As a kid I was a huge fan of all things nerdy,including the ROCKY movies. When Rocky 4 came out,I honestly thought that Ivan Drago was a cyborg….I knew NOTHING about steroids or sports medicine,and just assumed that due to the fact he was always hooked up to machines and computers and shit and the fact that everyone in the movie kept saying “he’s not human,he’s a machine” that he was,in fact,a robot. I mean c’mon…he killed Apollo Creed. Plus he was Russian-as a kid growing up in the cold war,NOTHING was beyond belief when it came to the Russians…not even cyborg boxers. I always thought it was rather odd that the ROCKY series took such a sci-fi turn,but I was pleased nonetheless. For years I used to talk about that movie by mentioning it as the one where Rocky fought a robot….I didnt realize how stupid I sounded until I was well into my 20’s and the internet informed me that Ivan Drago was all too human. Still-I kind of prefer my version.


Boredlizzie:

When my mother read The Lion, the Witch and the Wardrobe
to me, I thought that Turkish Delight must be mouth watering, chocolate covered
possibly containing peanut butter or caramel deliciousness. Years later I
discovered that Turkish Delight is, in fact, a dried up cube of jelly
containing nuts, all covered with powdered sugar. Gross. Also, Jesus was never a lion
and not all tall women are evil sorceresses.


Alice_down_the_rabbithole:

Until I was 10, I wholeheartedly believed that the Ninja Turtles lived in the sewers of my town and would wave to me if I looked down at the drains at just the right moment. I spent most of my childhood staring down while walking to school often resulting in me running into things.
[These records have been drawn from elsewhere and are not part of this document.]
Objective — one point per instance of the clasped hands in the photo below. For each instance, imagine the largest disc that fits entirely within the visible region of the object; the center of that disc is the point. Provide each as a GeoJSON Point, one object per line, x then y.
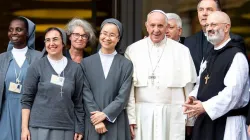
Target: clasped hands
{"type": "Point", "coordinates": [97, 119]}
{"type": "Point", "coordinates": [193, 107]}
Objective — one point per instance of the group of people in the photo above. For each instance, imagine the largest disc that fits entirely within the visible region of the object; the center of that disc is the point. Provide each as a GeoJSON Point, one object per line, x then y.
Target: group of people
{"type": "Point", "coordinates": [166, 87]}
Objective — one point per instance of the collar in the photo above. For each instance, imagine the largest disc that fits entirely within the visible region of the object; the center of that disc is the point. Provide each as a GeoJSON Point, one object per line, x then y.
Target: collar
{"type": "Point", "coordinates": [23, 50]}
{"type": "Point", "coordinates": [222, 45]}
{"type": "Point", "coordinates": [103, 54]}
{"type": "Point", "coordinates": [157, 44]}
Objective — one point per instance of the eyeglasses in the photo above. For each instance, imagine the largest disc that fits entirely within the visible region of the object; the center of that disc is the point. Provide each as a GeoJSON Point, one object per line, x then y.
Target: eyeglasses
{"type": "Point", "coordinates": [83, 36]}
{"type": "Point", "coordinates": [111, 35]}
{"type": "Point", "coordinates": [212, 25]}
{"type": "Point", "coordinates": [54, 40]}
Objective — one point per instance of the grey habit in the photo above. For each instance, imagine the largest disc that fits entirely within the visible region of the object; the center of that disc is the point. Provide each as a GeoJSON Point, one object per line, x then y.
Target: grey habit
{"type": "Point", "coordinates": [54, 116]}
{"type": "Point", "coordinates": [108, 95]}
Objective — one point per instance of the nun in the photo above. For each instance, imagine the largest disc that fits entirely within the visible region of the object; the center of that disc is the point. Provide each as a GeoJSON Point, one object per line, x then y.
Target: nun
{"type": "Point", "coordinates": [52, 107]}
{"type": "Point", "coordinates": [14, 63]}
{"type": "Point", "coordinates": [107, 83]}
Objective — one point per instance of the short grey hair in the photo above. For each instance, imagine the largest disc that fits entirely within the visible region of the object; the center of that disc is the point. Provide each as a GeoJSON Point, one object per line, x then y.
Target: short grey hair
{"type": "Point", "coordinates": [87, 27]}
{"type": "Point", "coordinates": [160, 11]}
{"type": "Point", "coordinates": [176, 18]}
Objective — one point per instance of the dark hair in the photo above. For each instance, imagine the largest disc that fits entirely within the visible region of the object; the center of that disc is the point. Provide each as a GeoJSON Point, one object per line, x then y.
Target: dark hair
{"type": "Point", "coordinates": [218, 5]}
{"type": "Point", "coordinates": [26, 24]}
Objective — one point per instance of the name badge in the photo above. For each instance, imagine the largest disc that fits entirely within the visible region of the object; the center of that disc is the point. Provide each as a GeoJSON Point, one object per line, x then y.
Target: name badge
{"type": "Point", "coordinates": [57, 80]}
{"type": "Point", "coordinates": [14, 87]}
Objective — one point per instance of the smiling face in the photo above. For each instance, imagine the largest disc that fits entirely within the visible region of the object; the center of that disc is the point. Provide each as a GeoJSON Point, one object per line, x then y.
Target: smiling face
{"type": "Point", "coordinates": [173, 31]}
{"type": "Point", "coordinates": [78, 38]}
{"type": "Point", "coordinates": [156, 26]}
{"type": "Point", "coordinates": [217, 28]}
{"type": "Point", "coordinates": [17, 33]}
{"type": "Point", "coordinates": [53, 43]}
{"type": "Point", "coordinates": [109, 37]}
{"type": "Point", "coordinates": [204, 9]}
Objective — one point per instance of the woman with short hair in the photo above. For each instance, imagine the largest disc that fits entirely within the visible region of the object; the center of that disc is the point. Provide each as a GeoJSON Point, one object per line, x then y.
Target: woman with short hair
{"type": "Point", "coordinates": [52, 107]}
{"type": "Point", "coordinates": [81, 34]}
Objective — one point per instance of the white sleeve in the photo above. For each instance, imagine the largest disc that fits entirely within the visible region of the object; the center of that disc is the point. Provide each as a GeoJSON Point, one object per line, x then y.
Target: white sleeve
{"type": "Point", "coordinates": [196, 87]}
{"type": "Point", "coordinates": [235, 94]}
{"type": "Point", "coordinates": [131, 102]}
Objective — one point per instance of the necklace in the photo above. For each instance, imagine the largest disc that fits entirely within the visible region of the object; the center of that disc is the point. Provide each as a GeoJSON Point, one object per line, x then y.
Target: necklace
{"type": "Point", "coordinates": [152, 76]}
{"type": "Point", "coordinates": [18, 81]}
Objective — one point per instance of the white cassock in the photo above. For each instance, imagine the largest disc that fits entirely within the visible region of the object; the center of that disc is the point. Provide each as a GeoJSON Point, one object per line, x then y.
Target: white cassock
{"type": "Point", "coordinates": [235, 95]}
{"type": "Point", "coordinates": [155, 105]}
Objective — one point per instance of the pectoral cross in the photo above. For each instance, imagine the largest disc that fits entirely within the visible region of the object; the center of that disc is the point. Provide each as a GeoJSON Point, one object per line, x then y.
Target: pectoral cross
{"type": "Point", "coordinates": [206, 78]}
{"type": "Point", "coordinates": [61, 92]}
{"type": "Point", "coordinates": [152, 77]}
{"type": "Point", "coordinates": [18, 81]}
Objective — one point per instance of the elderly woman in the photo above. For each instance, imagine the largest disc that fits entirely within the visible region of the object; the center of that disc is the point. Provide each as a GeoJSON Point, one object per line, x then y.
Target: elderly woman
{"type": "Point", "coordinates": [14, 64]}
{"type": "Point", "coordinates": [81, 34]}
{"type": "Point", "coordinates": [52, 107]}
{"type": "Point", "coordinates": [107, 84]}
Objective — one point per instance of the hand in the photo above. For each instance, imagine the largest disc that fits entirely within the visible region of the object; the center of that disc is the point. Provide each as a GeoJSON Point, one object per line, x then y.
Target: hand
{"type": "Point", "coordinates": [97, 117]}
{"type": "Point", "coordinates": [100, 128]}
{"type": "Point", "coordinates": [25, 134]}
{"type": "Point", "coordinates": [194, 109]}
{"type": "Point", "coordinates": [132, 130]}
{"type": "Point", "coordinates": [78, 136]}
{"type": "Point", "coordinates": [190, 100]}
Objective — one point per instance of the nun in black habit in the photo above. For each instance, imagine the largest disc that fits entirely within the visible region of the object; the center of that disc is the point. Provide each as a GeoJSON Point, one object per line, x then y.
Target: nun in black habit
{"type": "Point", "coordinates": [107, 84]}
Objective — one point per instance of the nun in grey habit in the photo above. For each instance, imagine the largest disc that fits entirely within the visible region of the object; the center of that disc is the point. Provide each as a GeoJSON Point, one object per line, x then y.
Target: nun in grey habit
{"type": "Point", "coordinates": [107, 84]}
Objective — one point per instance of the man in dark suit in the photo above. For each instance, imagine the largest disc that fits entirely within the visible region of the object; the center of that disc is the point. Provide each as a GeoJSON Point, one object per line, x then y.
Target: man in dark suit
{"type": "Point", "coordinates": [174, 29]}
{"type": "Point", "coordinates": [198, 45]}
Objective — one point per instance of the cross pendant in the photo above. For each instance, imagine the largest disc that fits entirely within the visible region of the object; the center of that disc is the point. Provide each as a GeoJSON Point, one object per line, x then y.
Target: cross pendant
{"type": "Point", "coordinates": [61, 92]}
{"type": "Point", "coordinates": [206, 78]}
{"type": "Point", "coordinates": [152, 77]}
{"type": "Point", "coordinates": [18, 81]}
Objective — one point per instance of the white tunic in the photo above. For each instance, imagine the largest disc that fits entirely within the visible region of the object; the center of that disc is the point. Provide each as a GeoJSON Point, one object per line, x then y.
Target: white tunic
{"type": "Point", "coordinates": [233, 96]}
{"type": "Point", "coordinates": [156, 107]}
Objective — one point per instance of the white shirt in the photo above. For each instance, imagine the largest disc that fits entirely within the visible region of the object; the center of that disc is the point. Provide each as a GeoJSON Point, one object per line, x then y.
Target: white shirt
{"type": "Point", "coordinates": [235, 95]}
{"type": "Point", "coordinates": [19, 55]}
{"type": "Point", "coordinates": [106, 60]}
{"type": "Point", "coordinates": [58, 65]}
The day I finally gave up on Donatello asking me to join them for pizza was like if Santa Claus and the Easter Bunny gassed themselves in a car with the Tooth Fairy :(.


Mittens:

I genuinely believed until I was 10 that pirates buried treasure on Chambers Island.

To explain: My dad is a huge history geek, and once or twice every year we would go and visit this fishing/beach island called Chambers Island (known to my younger brother and I as ‘Treasure Island’). Our parents convinced us that pirates had buried treasure under X’s buried in the sand, so every year armed with a plastic shovel and bucket we would dig up every X we could find in the hopes of finding buried treasure. Unbeknown to us, he would sneak out the night before and bury two large bottles of ‘treasure’ (usually a necklace or a pirate flag or that sort of a thing) under X’s in the sand.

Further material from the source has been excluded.